The first rev of the Cisco blades were a basic Nehalem board that made people shout “meh” with an evident lack of excitement. The big trick was that the blade had a network convergence board (UCS) on the back. It looks like this.
Cisco Intel + Qlogic convergence board
The idea is simple. Instead of having a NIC or two, sometimes four, per blade, a couple more for iSCSI or FCoE, plus a handful of others for management and whatnot, there is just one connector. The UCS takes all of that and stuffs it into a single cable. Since not many servers can actually saturate a 10GigE cable, this is a very sane use for an up ’til now underutilized resource.
There are at least three of the adapters out there. One with a Qlogic SAN chip and an Intel Oplin 10GigE NIC, both stuffed into one channel by the Cisco ASIC. Also this one, and then another one that substitutes the Qlogic SAN for an Emulex chip. Both of these are code named Menlo, and a future rev named Palo is either all Cisco, or Cisco plus Intel.
The Palo boards will also support up to 100 virtual NICs in hardware, but they require a driver to do so. There is no need for vSwitch anymore, 1:1 hardware to vNIC mapping is well worth that management hassle. Palo will save a lot of network overhead.
UCSes route to little box in the blade called a Fabric Controller (FC) that has four 10GigE ports, and those connect to a 40 port Fabric Interconnect (FI).

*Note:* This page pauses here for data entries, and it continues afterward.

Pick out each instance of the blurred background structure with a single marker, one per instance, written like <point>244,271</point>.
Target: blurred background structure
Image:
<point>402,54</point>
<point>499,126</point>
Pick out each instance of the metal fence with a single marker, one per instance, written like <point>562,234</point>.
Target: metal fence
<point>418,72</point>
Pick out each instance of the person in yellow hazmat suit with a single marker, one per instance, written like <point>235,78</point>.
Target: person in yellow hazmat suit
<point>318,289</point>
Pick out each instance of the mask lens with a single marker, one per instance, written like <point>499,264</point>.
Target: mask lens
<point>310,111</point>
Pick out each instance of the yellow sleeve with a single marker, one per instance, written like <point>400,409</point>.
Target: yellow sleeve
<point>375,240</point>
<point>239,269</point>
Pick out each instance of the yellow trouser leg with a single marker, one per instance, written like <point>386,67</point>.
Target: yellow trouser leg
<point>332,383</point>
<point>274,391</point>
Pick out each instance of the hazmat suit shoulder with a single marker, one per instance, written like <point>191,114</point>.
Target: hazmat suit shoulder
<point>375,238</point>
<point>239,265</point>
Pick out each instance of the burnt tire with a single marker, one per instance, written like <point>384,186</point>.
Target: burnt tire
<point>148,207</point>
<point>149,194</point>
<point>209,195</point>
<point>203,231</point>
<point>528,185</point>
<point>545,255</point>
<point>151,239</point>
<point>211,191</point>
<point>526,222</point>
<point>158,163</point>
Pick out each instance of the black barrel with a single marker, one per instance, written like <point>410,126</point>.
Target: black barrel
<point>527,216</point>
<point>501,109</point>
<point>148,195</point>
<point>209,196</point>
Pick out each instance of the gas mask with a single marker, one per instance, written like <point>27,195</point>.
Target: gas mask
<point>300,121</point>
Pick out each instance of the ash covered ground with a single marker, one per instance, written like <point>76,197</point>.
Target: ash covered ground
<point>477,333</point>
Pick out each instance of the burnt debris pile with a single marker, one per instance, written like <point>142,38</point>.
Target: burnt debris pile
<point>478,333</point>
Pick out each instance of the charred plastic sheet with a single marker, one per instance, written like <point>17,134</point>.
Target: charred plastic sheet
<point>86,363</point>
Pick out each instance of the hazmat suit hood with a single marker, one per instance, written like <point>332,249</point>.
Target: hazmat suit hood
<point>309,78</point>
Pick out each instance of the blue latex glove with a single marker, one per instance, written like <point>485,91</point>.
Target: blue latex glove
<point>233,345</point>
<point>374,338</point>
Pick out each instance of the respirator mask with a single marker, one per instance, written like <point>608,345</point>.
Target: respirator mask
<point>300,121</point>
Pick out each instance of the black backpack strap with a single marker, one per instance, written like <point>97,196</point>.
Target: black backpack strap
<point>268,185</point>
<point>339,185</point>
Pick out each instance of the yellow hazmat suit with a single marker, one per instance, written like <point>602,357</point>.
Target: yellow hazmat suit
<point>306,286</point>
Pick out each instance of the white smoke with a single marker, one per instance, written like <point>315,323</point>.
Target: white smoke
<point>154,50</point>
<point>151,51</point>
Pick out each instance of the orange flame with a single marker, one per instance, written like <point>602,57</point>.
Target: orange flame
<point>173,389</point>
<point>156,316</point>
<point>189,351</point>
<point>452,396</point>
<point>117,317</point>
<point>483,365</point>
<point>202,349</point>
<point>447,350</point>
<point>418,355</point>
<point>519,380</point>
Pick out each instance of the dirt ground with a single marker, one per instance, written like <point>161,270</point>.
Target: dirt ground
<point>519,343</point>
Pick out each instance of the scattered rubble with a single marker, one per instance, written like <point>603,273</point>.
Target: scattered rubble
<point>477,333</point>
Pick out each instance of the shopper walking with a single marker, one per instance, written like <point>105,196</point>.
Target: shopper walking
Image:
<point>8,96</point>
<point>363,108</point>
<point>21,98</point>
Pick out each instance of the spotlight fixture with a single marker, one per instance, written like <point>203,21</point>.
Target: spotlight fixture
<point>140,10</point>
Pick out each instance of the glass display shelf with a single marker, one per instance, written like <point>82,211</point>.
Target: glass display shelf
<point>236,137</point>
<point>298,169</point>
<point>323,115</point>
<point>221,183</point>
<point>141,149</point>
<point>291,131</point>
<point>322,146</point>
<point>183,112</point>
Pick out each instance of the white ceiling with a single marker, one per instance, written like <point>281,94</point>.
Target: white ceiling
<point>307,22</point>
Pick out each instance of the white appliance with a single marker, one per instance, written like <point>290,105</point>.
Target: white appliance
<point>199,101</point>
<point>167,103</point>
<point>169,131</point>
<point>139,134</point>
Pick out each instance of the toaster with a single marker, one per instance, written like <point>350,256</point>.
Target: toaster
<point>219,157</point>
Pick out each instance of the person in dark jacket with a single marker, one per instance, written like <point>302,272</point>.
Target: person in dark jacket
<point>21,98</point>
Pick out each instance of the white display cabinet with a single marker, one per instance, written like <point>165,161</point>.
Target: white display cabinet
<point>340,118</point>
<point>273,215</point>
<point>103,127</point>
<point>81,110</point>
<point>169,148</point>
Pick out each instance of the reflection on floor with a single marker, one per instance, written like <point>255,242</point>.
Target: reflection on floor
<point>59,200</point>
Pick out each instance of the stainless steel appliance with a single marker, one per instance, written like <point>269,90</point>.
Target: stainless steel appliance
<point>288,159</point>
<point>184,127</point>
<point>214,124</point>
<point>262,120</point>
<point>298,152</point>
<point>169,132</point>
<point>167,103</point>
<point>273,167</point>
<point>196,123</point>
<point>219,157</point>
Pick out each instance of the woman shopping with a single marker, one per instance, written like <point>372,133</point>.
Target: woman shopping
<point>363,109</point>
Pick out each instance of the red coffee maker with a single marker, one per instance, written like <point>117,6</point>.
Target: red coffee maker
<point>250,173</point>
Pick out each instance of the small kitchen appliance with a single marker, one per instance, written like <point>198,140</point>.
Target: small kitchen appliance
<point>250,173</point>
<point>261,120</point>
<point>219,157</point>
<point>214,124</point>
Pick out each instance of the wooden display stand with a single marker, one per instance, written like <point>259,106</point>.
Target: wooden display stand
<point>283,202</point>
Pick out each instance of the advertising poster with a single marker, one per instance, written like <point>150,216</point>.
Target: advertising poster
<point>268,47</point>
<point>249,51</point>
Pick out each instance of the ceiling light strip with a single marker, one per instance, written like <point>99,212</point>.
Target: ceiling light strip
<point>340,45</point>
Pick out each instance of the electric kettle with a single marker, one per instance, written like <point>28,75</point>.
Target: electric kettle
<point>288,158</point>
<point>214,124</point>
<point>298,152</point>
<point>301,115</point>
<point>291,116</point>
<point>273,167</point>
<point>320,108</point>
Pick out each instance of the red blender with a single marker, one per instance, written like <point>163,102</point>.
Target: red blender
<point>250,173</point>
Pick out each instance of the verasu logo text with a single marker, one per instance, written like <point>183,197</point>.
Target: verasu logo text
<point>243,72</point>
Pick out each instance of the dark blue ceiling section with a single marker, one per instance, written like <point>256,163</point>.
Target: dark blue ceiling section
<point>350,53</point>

Depending on your bandwidth needs, a single FI can control between 10 and 40 blade chassis.
In the end, the idea is simple – you see a FI through your management software, and everything on it is a resource. There is a Hypervisor, likely VMWare, running on the box, and each CPU is basically a compute unit that you can assign VMs to. Everything, including the MACs and IPs are fully virtualized, so you can move them around with impunity. The best part is that you essentially only have to manage a single FI instead of a rack of blades.
It is very clear to me that Cisco gets what is going on in the data center. It might be accused of being a stodgy company that jumps on trends after it is too late, but this time it is way ahead of the curve. HP, IBM and everyone else has a long long way to go to catch up with this.

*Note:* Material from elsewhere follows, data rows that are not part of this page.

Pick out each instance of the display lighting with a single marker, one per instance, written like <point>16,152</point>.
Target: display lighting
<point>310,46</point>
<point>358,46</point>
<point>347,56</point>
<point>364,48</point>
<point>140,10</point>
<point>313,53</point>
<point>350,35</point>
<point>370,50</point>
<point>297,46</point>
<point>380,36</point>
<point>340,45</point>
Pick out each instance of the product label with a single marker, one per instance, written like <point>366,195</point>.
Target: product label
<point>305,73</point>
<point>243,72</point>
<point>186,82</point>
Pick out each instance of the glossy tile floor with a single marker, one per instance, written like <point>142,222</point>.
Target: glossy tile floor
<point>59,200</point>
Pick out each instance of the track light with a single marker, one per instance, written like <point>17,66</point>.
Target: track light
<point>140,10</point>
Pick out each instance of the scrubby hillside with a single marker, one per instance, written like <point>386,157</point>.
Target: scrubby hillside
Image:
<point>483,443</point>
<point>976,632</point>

That said, the first blades it came out with were only differentiated from the sea of nameless boards by the UCS. That by itself wasn’t all that impressive, especially given the Cisco premium attached to every box that bears the logo. Then I saw the Ventura blade.
Yup, 48 DIMMs per Ventura
Everyone knows that virtualization is all about memory, and how much of it you can stuff into a single box. MetaRAM understood this, but unfortunately it didn’t make it. Cisco is taking a different route to the same place, more DIMM slots. This blade is a full width, dual Nehalem blade that packs an astounding 48 DIMMs into a single box.
The Cisco buffer itself
Instead of two or three DIMMs per channel, Cisco put a buffer chip, labeled Catalina, in these blades to extend that to 8 DIMMs per channel. 8 DIMMs, 3 channels per CPU, two CPUs, and you are at 48 DIMMs. If MetaRAM was still around, you could potentially cram 1.5TB in this 1U box. That is enough to run hundreds of VMs or nearly three copies of Vista without feeling crowded.
The buffers themselves are said to add less than one clock of latency to memory requests, so basically add 1 CAS to whatever you use as a good speed ballpark. For almost three times the DIMM count, this is a worthwhile tradeoff.
The Ventura blades are what Cisco had in mind for the whole blade and fabric concept. It allows the company to cram VMs into a box and manage them and their resource utilization with relative ease. This is where everyone will be going, but Cisco is there now. HP and IBM should be very afraid, because their piecemeal approaches just became obsolete in the data center.S|A
Note: We are not using the Cisco logo because of their moronic terms to use it. Normally we would just use it under fair use, but we don’t want to reward companies that stupid. Instead we used an Apple logo. Besides, I used that logo before it did.